I've commented on GPU makers' divergence from physical reality before, which is why mostly compare these kinds of aspirational data points within a vendor so there's a better chance of keeping the figures iso-delusional.
Honestly considering Koduri's words a couple of months ago, i think one doesnt take too many risks assuming Vega 10 will be the only big die coming from AMD.
I was actually going to ask the same thing.
I've heard folks mention Vega 11 as the big Vega, but I can't recall a source.
I'm sorta disappointed that amd can't design a consistent codename system. Their post-Polaris system is an improvement, but it's not quite where it needs to be. We're really pretty spoiled with Nvidia's codenames.
I remember reading that AMD commented on the naming, and that the number doesn't reflect the size but the order in which development started - this was in response to people saying Vega 10 would be the big one, and 11 the small one (like Polaris)
I don't see why they'd be limited to 64 CU, what stops them from having six SEs and 96 CU?
I recall that as well. I consider it a mistake on amd's decision making.
Nvidia has a clear structure where you know that a G@##0 (e.g. GM200, GK110) is a 250ish W halo chip. Similarly, G@##4 (e.g. GP104) is a 150ish W performance chip. It goes down the line cleanly.
Amd could've done the same thing with the last digit in their codename numbers. Instead, they publicly said that the numbers are meaningless. There's no link between Polaris 10 and Vega 10. They cover entirely separate market segments.
Apparently GCN 1.1 (second gen gcn) was limited to 4 SEs. Since then, I don't think they have gone past 4. There's no reason why they couldn't in the long term, but they haven't for whatever reason. I hope it's a harmless confidence thatVega 10 and 20 potentially still only having 4 SEs. I may be misunderstanding something as I'm just a layman and this is starting to get relatively low level.
http://www.anandtech.com/show/9390/the-amd-radeon-r9-fury-x-review/4
Looking at the broader picture, what AMD has done relative to Hawaii is to increase the number of CUs per shader engine, but not changing the number of shader engines themselves or the number of other resources available for each shader engine.

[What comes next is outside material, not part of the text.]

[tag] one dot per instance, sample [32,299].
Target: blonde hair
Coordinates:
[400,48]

At the time of the Hawaii launch AMD told us that the GCN 1.1 architecture had a maximum scalability of 4 shader engines, and Fiji’s implementation is consistent with that. While I don’t expect AMD will never go beyond 4 shader engines – there are always changes that can be made to increase scalability – given what we know of GCN 1.1’s limitations, it looks like AMD has not attempted to increase their limits with GCN 1.2. What this means is that Fiji is likely the largest possible implementation of GCN 1.2, with as many resources as the architecture can scale out to without more radical changes under the hood to support more scalability.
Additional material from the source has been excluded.